Explain the example code of a Python crawler crawling a GIF image on a comic

Source: Internet
Author: User
This article explains the example code for writing a Python crawler to crawl a GIF on a comic, with sample code Python3, using the Urllib module, request module, and BeautifulSoup module, and the friends you need can refer to

This article is to introduce the crawler is to crawl the cartoon gif funny image, convenient offline viewing. The crawler was developed by python3.3, and was mainly used in Urllib, request and BeautifulSoup modules.

The Urllib module provides a high-level interface for fetching data from the World Wide Web, and when we open a URL with Urlopen (), it is equivalent to opening a file with Python's built-in open ().
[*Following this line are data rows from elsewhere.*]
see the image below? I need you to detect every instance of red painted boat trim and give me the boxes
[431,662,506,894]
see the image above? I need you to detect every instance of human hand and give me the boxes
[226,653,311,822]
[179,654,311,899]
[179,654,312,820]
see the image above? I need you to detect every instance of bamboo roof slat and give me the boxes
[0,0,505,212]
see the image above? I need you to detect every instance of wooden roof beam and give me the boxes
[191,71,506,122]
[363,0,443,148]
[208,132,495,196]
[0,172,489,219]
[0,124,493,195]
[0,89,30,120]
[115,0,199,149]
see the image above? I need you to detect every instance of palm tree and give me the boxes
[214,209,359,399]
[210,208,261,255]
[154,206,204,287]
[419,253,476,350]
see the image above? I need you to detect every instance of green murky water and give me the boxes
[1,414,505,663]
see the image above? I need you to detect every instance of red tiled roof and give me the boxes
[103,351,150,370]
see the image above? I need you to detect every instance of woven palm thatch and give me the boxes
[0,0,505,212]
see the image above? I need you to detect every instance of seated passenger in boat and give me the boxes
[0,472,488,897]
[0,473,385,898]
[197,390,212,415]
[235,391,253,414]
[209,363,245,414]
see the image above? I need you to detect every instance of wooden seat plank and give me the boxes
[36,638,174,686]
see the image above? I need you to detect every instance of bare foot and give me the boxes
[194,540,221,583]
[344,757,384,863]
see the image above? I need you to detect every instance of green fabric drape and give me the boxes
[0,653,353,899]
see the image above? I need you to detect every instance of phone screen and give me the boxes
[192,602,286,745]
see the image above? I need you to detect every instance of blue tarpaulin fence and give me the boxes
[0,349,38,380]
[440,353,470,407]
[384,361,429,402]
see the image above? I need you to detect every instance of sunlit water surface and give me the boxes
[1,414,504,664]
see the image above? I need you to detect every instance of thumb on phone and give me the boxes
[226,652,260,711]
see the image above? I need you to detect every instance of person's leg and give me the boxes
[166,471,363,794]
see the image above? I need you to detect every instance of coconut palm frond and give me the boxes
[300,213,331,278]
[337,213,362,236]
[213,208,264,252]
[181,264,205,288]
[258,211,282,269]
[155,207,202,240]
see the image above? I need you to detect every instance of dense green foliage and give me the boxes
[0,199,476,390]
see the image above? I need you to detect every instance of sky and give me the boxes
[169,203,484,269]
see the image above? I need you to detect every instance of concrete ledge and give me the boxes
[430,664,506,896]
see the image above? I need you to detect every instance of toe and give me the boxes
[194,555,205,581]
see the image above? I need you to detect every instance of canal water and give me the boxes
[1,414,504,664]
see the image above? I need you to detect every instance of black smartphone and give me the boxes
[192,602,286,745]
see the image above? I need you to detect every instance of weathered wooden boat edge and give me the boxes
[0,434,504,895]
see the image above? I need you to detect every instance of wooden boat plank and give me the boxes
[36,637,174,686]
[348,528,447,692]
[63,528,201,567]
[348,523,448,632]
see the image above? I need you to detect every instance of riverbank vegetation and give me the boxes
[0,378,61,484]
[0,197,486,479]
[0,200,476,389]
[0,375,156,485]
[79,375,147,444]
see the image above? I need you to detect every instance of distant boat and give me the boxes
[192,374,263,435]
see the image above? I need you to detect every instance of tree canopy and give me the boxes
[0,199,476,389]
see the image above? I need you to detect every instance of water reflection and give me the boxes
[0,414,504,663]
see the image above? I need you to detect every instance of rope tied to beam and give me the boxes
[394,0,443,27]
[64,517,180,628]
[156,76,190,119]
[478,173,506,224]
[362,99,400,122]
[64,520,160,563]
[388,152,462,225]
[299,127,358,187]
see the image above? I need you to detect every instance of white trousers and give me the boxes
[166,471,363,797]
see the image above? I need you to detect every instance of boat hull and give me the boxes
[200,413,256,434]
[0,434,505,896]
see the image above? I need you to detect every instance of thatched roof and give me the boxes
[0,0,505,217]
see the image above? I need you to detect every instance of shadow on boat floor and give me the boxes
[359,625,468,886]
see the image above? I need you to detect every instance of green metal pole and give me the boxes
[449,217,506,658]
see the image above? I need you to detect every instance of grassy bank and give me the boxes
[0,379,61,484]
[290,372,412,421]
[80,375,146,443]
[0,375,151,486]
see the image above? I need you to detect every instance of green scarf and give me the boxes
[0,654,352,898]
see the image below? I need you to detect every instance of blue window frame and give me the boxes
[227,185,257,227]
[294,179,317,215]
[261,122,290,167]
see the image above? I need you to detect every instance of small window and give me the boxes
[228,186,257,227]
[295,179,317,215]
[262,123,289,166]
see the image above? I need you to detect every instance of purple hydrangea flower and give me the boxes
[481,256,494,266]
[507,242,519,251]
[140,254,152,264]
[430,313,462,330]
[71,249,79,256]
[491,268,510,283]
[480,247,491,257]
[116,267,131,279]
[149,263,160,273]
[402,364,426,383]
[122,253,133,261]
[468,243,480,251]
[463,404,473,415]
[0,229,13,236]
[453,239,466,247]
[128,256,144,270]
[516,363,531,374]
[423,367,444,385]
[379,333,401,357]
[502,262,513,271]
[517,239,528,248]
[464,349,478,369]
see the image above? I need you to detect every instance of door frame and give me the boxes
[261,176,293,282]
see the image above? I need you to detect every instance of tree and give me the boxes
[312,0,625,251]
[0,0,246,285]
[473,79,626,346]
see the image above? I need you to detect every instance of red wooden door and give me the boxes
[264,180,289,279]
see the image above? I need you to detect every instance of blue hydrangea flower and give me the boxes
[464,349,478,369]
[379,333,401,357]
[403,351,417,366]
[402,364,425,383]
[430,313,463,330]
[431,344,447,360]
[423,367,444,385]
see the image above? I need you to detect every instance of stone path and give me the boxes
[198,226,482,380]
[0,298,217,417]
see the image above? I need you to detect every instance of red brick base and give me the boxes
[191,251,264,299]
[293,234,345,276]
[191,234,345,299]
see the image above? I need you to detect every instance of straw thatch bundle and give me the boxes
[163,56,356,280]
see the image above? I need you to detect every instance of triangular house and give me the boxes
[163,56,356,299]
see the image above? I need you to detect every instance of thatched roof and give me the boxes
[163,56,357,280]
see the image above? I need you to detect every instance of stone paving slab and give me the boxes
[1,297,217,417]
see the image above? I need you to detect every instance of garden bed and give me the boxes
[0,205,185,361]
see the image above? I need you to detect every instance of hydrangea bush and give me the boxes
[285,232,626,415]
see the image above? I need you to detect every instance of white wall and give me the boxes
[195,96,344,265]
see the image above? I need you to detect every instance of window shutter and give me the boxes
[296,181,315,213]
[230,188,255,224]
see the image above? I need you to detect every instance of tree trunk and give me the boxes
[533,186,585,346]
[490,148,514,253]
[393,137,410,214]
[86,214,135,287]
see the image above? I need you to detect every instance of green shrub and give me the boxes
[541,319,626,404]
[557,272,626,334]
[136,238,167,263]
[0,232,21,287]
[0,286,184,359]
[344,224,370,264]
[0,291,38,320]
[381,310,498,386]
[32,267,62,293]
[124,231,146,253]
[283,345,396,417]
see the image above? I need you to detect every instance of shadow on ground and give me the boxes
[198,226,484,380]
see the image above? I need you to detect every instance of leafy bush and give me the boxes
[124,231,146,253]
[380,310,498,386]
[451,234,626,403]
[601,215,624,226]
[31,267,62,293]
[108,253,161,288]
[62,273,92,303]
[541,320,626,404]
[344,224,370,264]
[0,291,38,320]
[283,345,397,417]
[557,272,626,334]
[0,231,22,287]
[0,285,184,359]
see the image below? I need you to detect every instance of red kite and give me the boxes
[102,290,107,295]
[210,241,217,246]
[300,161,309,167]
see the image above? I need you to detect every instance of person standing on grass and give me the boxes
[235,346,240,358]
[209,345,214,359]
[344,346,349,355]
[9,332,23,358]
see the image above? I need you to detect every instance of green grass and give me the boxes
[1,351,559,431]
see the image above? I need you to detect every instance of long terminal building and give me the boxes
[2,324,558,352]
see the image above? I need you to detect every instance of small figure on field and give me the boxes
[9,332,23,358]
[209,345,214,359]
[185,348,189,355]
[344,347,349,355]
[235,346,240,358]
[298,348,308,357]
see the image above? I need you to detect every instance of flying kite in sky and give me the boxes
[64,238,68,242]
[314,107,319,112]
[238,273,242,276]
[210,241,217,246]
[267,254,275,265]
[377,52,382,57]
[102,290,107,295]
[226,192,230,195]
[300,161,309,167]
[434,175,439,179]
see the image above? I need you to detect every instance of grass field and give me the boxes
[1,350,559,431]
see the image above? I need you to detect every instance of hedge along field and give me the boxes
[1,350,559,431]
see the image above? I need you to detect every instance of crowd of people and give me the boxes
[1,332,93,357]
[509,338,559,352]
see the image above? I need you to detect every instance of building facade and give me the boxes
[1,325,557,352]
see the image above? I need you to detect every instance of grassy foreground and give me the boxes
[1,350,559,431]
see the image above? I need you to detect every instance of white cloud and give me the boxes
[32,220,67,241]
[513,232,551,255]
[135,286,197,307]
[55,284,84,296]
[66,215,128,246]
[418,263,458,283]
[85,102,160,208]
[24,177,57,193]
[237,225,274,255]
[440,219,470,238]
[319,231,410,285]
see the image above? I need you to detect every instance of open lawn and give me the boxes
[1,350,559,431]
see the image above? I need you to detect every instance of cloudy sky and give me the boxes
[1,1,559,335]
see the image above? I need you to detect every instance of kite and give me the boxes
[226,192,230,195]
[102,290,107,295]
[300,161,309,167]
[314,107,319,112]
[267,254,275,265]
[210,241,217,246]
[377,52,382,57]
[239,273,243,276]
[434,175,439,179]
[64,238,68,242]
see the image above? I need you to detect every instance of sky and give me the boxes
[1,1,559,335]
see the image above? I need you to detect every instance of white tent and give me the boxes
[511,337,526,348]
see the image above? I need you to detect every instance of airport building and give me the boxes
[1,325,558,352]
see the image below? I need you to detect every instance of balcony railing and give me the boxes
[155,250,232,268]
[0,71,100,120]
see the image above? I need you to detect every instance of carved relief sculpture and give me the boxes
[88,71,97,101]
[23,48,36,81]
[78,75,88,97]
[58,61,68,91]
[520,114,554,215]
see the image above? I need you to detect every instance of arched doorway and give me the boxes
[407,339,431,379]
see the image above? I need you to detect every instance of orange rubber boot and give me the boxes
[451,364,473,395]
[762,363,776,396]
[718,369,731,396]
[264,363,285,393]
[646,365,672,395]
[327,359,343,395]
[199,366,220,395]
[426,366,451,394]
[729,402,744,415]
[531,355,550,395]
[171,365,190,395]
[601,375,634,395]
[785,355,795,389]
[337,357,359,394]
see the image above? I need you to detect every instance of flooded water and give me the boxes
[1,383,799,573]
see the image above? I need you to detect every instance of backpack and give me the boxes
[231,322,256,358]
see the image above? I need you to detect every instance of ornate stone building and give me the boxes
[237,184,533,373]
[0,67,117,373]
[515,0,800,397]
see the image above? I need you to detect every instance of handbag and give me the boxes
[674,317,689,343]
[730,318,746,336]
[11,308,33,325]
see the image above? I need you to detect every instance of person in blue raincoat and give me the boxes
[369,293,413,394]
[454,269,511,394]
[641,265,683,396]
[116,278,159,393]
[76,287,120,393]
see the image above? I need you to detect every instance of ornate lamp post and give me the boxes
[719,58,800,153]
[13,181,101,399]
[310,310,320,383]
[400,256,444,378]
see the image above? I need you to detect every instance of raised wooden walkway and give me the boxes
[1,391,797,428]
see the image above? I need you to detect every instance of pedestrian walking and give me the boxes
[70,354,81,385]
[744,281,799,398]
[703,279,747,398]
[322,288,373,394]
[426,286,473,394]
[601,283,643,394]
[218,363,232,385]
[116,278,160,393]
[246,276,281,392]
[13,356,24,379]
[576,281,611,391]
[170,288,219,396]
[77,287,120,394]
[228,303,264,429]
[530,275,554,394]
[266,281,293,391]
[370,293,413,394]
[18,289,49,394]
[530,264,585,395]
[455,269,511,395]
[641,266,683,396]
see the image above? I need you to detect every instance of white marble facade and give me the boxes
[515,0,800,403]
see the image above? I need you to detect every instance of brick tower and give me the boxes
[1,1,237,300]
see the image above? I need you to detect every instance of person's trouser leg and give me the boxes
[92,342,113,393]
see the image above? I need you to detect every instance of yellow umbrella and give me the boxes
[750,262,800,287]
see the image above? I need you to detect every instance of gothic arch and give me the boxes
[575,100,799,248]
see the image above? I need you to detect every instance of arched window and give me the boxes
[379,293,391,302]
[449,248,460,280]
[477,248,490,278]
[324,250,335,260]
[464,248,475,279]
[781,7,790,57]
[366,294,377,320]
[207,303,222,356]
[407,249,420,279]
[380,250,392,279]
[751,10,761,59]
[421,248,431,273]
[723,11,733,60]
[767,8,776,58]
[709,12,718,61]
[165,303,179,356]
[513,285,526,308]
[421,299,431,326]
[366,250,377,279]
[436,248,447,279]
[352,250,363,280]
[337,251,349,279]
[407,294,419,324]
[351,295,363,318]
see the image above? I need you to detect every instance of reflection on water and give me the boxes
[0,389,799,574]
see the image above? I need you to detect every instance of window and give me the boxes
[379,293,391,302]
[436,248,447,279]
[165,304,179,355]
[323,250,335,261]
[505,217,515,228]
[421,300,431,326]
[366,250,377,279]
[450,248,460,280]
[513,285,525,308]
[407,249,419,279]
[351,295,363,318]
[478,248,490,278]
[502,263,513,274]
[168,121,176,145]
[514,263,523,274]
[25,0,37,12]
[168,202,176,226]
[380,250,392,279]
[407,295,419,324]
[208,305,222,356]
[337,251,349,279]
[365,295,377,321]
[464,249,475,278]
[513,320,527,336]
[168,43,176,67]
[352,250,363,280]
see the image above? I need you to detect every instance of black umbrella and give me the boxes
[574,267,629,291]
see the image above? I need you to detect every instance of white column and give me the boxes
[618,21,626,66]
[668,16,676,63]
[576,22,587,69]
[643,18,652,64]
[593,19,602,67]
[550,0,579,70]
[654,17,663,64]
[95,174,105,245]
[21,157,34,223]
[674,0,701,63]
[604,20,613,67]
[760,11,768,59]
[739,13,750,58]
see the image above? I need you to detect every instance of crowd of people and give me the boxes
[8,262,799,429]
But the difference is that the former receives a URL as a parameter, and there is no way to do a seek operation on the open file stream (from the bottom-up point of view, because it is actually the socket, so there is no way to do the seek operation), and the latter receives a local file name.

Python's BeautifulSoup module that can help you implement HTML and XML parsing
First of all, generally write web crawler, that is, crawl Web page HTML source content, and then analyze, extract the corresponding content.
This work of parsing HTML content, if only with ordinary regular expression re module to go a little match, for the content of simple page analysis, or basic enough.
But for a lot of work, to parse the content of the complex HTML, then with the RE module, you will find that can not be achieved, or difficult to achieve.
and using the BeautifulSoup module to help you achieve the analysis of HTML source work, you will find that things have become so simple, greatly improved the efficiency of the analysis of HTML source code.
Note: BeautifulSoup is a third-party library and I am using BS4. URLLIB2 is assigned to the urllib.request in Python3, and the original text in the document is as follows.
Note:the URLLIB2 module has been split across several modules in Python 3 named Urllib.requestand Urllib.error.
The crawler source code is as follows

#-*-Coding:utf-8-*-import urllib.requestimport bs4,ospage_sum = 1 #设置下载页数path = OS.GETCWD () path = os.path.join (path, ' burst Walk gif ') if not os.path.exists (path): Os.mkdir (path) #创建文件夹url = "Http://baozoumanhua.com/gif/year" #url地址 headers = {#伪装浏览器 ' user-agent ': ' mozilla/5.0 (Windows NT 6.1;  WOW64) applewebkit/537.36 (khtml, like Gecko) "chrome/32.0.1700.76 safari/537.36 '}for count in range (Page_sum): req = urllib.request.Request (url = url+str (count+1), headers = headers) print (req.full_url) content = URLLIB.R Equest.urlopen (req). Read () soup = bs4.  BeautifulSoup (content) # BeautifulSoup img_content = Soup.findall (' img ', attrs={' style ': ' width:460px '}) url_list = [img[' src '] for img in img_content] #列表推导 url title_list = [img[' alt '] for IMG in img_content] #图片名称 for i in rang E (url_list.__len__ ()): Imgurl = url_list[i] filename = path + os.sep +title_list[i] + ". gif" Print (filename+ ":" + Imgurl) #打印下Download Information Urllib.request.urlretrieve (imgurl,filename) #下载图片 

On line 15th, you can modify the number of downloads, save the file as baozougif.py, and use the command Python baozougif.py to generate a "gif" folder in the same directory after running, and all the pictures will be downloaded to that directory automatically. "

Contact Us

The content source of this page is from Internet, which doesn't represent Alibaba Cloud's opinion; products and services mentioned on that page don't have any relationship with Alibaba Cloud. If the content of the page makes you feel confusing, please write us an email, we will handle the problem within 5 days after receiving your email.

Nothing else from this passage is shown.